What development and racial unity, Balakong Malays ask

A resident goes about his business in Kampung Baru Balakong. (Bernama pic)

BANGI: Rubiah Mansor, a resident of a low-cost neighbourhood in Balakong for the last two decades, says she has not seen any development in the state constituency, a DAP stronghold since 2008.

Rubiah, 30, who lives in Taman Impian Ehsan, said while she was saddened by the tragic death of DAP’s Eddie Ng who was the state assemblyman of Balakong, many Malays like her felt that the town had not seen any improvement in its infrastructure.

“It seems as though the Malay community here was left out from development.

“People always say how much he has helped the people in Balakong, but if you come to our area here in Taman Impian Ehsan, Taman Setia Balakong and Taman Karunmas, if you are driving here, you’d get a special kind of experience.

“It is like riding a horse.
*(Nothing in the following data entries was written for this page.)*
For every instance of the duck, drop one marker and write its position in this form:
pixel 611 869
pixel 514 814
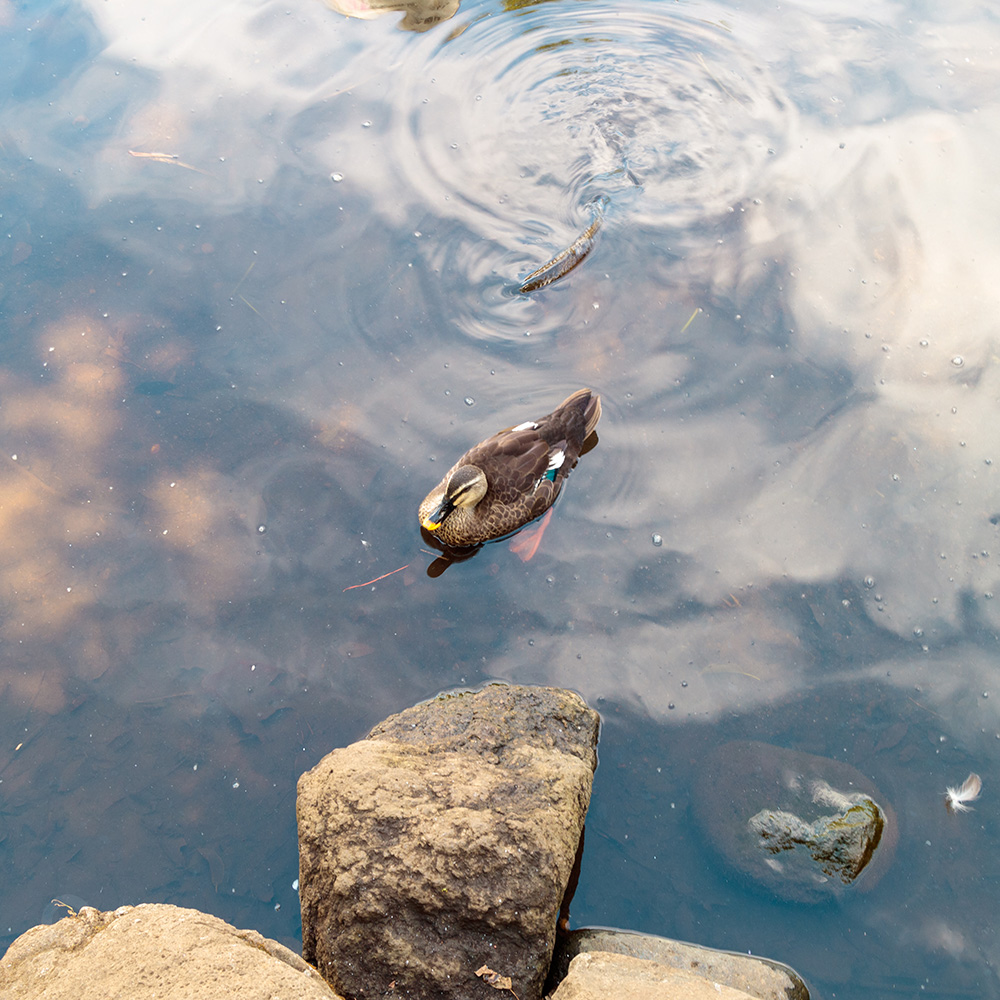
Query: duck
pixel 511 478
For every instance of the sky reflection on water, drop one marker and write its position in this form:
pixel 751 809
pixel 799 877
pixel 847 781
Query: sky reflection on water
pixel 230 373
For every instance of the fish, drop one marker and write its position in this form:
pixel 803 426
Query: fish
pixel 564 262
pixel 955 799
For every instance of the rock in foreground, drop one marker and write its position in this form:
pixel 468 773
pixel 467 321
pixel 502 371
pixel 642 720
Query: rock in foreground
pixel 149 951
pixel 444 842
pixel 600 975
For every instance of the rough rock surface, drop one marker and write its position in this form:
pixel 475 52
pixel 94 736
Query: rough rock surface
pixel 153 950
pixel 599 975
pixel 808 828
pixel 444 842
pixel 760 978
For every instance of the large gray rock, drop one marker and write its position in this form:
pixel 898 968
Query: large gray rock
pixel 601 975
pixel 749 975
pixel 808 828
pixel 153 950
pixel 444 842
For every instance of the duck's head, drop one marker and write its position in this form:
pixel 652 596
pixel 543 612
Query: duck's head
pixel 466 486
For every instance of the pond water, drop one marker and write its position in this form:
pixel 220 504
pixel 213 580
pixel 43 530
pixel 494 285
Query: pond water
pixel 255 288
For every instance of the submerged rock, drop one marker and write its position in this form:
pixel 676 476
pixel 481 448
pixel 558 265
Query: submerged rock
pixel 444 842
pixel 667 961
pixel 807 827
pixel 152 950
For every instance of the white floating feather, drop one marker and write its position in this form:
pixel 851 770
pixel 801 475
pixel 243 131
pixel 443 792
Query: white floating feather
pixel 955 799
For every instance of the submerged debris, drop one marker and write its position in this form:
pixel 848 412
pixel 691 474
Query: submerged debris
pixel 564 262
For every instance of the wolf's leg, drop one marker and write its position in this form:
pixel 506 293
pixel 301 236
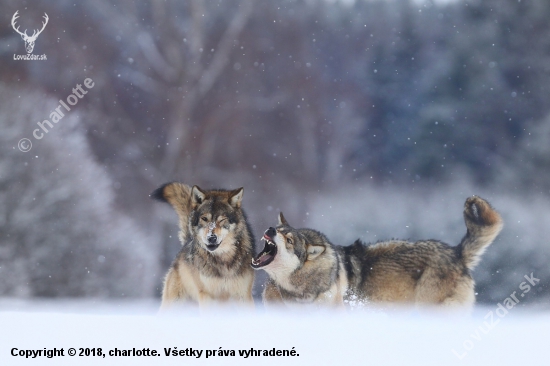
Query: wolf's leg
pixel 173 289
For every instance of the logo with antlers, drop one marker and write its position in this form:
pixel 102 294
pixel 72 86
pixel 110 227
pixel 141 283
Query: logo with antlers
pixel 29 40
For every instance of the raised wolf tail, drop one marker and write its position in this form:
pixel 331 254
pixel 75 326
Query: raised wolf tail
pixel 178 195
pixel 483 224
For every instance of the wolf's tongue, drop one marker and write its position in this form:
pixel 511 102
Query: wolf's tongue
pixel 264 257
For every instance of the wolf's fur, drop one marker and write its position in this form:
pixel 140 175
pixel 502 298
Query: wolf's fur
pixel 427 272
pixel 213 265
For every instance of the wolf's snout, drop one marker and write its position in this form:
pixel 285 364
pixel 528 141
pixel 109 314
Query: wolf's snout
pixel 270 233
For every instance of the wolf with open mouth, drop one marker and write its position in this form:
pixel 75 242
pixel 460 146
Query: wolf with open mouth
pixel 213 264
pixel 304 267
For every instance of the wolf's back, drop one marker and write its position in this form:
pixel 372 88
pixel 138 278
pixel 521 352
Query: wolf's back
pixel 178 195
pixel 483 224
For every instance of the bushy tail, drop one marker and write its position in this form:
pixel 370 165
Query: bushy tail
pixel 483 224
pixel 178 195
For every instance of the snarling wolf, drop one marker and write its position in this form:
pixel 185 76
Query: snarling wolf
pixel 213 264
pixel 305 267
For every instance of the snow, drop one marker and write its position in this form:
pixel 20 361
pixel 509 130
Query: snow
pixel 406 337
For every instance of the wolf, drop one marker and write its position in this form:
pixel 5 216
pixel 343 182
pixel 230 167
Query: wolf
pixel 218 245
pixel 305 267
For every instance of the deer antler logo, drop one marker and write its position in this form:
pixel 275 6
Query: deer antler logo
pixel 29 40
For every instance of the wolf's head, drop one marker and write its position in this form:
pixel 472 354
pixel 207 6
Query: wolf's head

That is how bad the roads are,” she said.

Rubiah said she was not excited over the by-election this Saturday, adding that there was little hope for Balakong to see better infrastructure.

“Without good infrastructure, how do you expect a township to grow and advance?”
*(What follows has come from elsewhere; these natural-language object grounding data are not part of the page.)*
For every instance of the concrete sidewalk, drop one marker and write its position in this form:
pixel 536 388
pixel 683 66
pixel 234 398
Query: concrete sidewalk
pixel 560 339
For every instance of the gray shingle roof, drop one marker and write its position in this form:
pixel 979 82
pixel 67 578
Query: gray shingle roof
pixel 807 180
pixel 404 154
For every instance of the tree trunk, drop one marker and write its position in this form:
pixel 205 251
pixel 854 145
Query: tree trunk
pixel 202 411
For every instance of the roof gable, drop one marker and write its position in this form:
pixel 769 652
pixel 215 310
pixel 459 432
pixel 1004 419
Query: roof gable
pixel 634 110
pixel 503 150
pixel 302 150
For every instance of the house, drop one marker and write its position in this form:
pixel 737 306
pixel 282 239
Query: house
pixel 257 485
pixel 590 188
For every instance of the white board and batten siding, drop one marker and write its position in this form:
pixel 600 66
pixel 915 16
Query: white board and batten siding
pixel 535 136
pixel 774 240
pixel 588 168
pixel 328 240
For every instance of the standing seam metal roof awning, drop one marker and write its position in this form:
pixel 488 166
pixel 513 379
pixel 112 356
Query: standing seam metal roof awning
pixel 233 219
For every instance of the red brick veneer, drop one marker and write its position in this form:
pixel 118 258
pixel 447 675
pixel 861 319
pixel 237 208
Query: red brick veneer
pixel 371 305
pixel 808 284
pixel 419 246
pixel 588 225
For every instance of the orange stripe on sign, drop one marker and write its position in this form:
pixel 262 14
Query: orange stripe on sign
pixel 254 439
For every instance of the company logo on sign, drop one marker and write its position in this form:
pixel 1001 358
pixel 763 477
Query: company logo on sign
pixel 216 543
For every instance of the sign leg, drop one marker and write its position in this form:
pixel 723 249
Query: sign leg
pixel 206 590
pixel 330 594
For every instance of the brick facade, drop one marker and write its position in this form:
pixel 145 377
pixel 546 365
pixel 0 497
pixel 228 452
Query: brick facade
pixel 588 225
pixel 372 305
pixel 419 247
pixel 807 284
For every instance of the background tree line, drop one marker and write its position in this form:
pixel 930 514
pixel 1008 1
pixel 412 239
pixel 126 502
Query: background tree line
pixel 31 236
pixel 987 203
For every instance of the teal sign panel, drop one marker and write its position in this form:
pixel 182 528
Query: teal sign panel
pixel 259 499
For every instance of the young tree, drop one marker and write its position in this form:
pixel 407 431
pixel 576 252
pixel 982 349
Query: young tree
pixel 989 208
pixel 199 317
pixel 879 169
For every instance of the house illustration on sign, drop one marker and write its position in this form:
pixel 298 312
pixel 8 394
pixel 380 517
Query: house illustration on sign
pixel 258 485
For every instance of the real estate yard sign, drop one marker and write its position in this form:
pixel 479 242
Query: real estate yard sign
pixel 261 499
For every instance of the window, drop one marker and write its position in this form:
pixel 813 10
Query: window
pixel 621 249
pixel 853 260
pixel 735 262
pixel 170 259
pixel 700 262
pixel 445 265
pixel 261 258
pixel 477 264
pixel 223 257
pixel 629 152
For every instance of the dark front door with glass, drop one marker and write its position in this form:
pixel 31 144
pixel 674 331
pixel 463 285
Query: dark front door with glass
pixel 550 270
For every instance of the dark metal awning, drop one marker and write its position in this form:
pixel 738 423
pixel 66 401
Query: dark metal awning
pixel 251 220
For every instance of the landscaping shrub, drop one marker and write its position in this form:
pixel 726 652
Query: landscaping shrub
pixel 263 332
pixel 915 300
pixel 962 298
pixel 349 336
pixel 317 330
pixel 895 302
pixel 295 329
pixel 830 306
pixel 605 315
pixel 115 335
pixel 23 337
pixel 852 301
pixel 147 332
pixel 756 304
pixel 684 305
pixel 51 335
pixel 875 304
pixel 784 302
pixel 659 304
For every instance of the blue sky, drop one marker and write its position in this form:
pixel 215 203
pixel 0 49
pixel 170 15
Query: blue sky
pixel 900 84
The tolled roads surrounding the town were not helpful either, she added.

Rubiah claimed that the Malays here felt neglected, although the Chinese electorate had only praise for Pakatan Harapan (PH).

“We’d always be left out. Whenever we hear the Chinese community praise the PH coalition, we can only sit quietly and hope that one day, they will remember that we exist.”

Some 60% of Balakong voters are Chinese, while Malays make up about 30%.

In the 14th general election, Ng got 41,768 votes. MCA’s Lim Chee Wah received 5,874 votes and PAS’ Mohamad Ibrahim Ghazali got 6,230 votes.

The by-election on Sept 8 sees MCA using its logo for the first time as it tries to wrest the seat from DAP, which will be contesting under the PH banner.

The state seat, which comes under the Bangi federal constituency, fell vacant after Ng’s death in a road accident on July 20.

Another resident, Selina Mokhtar, 32, said Balakong was racially segregated, even as some attribute PH’s victory to unity among Malaysians.

“You don’t feel it here. We are still as segregated as ever. The Chinese won’t enter into the Malay village areas, and vice versa.

“All the talk about PH being able to bridge the racial divide is just talk. It has not translated into reality.”

She added that Balakong would never be able to grow out of its “Chinese New Village” image.

“Whether PH or Barisan Nasional, they both represent a multiracial coalition. But sadly, this is not reflected in our neighbourhood,” she said.

“We are supposed to co-exist and help each other. But to date, I don’t even know my neighbours, let alone communicate with someone from another township.”